O Estado Brasileiro adotou princípios da Governança colaborativa que preconizava atuação conjunta de instituições governamentais, empresariais, organizações não governamentais e representações do movimento popular e sindical. A proposição e instalação das câmaras setoriais tripartites instaladas no Governo FHC se propunha a discutir: níveis de produção, salários, empregos, impostos e incentivos fiscais para cadeia automotiva é um bom exemplo de governança colaborativa implantada pela União.

Neste novo contexto, os governos locais foram demandados no sentido de adequar suas instituições e modos de agir a um mundo cada vez mais globalizado, competitivo e interdependente. Governos municipais — tradicionalmente voltados para solucionar problemas locais e específicos relacionados ao planejamento urbano, educação, saúde, assistência social e as outras políticas públicas locais — são “convocados ou chamados” a pensar, discutir e propor estratégias urbanas que considere os riscos e oportunidades oferecidas no mundo globalizado.

Ao mesmo tempo, os gestores urbanos sofrem pressões por parte dos setores da população e das comunidades locais que são expostas aos efeitos colaterais do progresso econômico e da globalização. Por exemplo: aumento do desemprego estrutural, criminalidade, violência urbana, deterioração ambiental, queda da qualidade de vida, aumento da vulnerabilidade social, construção de “Aparatos Estatais” paralelos e questionamento da legitimidade do Poder e do sistema representativo Municipal.

Em vista desse quadro, a gestão pública é demandada a criação de condições favoráveis para uma inserção progressiva dos setores mais modernos e dinâmicos da cidade na economia globalizada. Além de procurar medidas de mitigação dos problemas sociais, econômicos e ambientais.

No Brasil, o debate teórico sobre gestão urbana tem sido caracterizado, desde início dos anos de 1990, por vários fatores: a contraposição entre as concepções dos modelos gerencial e democrático participativo; as transformações ocorridas em função da globalização; a imposição do modelo neoliberal de desenvolvimento; as crescentes demandas por participação pela sociedade civil que levaram a transformações importantes e podem ser compreendidas através da gestão urbana na emergente sociedade de rede. Essa, por sua vez, terá como consequência o aumento do desempenho administrativo e da democratização dos processos decisórios locais, onde governar passa a ser um processo interativo. Nenhum ator detém sozinho o conhecimento e capacidade de recursos para resolver os problemas unilateralmente.
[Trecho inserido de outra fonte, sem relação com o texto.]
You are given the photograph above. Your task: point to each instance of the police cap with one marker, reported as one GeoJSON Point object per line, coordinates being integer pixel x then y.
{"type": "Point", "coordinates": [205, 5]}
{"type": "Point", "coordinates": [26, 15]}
A ampliação do debate da Governança é consequência da retração do Estado promovida pelas políticas neoliberais, que provocou o enfraquecimento das instituições públicas em sua capacidade de gerir eficientemente os crescentes problemas urbanos. Portanto, é possível distinguir entre versões de Governança que enfatizam a eficiência governamental e outros que enfatizam o potencial democrático e emancipatório.

Apesar das diferenças ideológicas das duas abordagens, percebe-se a confluência de ambas para as concepções de práticas de Governança e de gestão em rede. Aqui, evidencia-se uma aproximação do modelo gerencial e democrático participativo, sem, porém, chegar a uma dissolução dos antagonismos ideológicos que estão na origem das propostas.

Entretanto, a expansão do número de atores envolvidos nos arranjos de Governança acarreta um potencial conflito com o próprio princípio democrático. Enquanto os processos governamentais e a democracia liberal ganham legitimidade política — primordialmente pelo fato de serem baseados no sufrágio universal através do voto popular —, os participantes de sistema de Governança não dispõem, em geral, de legitimidade oriunda diretamente da soberania popular. Para evitar um vácuo de legitimidade em processos de Governança, geralmente adota-se o critério de que o individuo ou organização, para que possa participar em um arranjo de Governança, deve possuir alguma qualidade ou recurso específico que justifique seu envolvimento. Por exemplo, no Conselho Municipal de Transportes, os estudantes devem participar na qualidade de usuário significativo do sistema (em alguns municípios são 30 % das viagens) e os Concessionários de Ônibus, por serem operadores do sistema, o Conselho de Engenharia e Agronomia ou entidade similar por congregar profissionais que detém o saber técnico e atribuições para atuar no planejamento da operação do sistema mobilidade e transporte urbano.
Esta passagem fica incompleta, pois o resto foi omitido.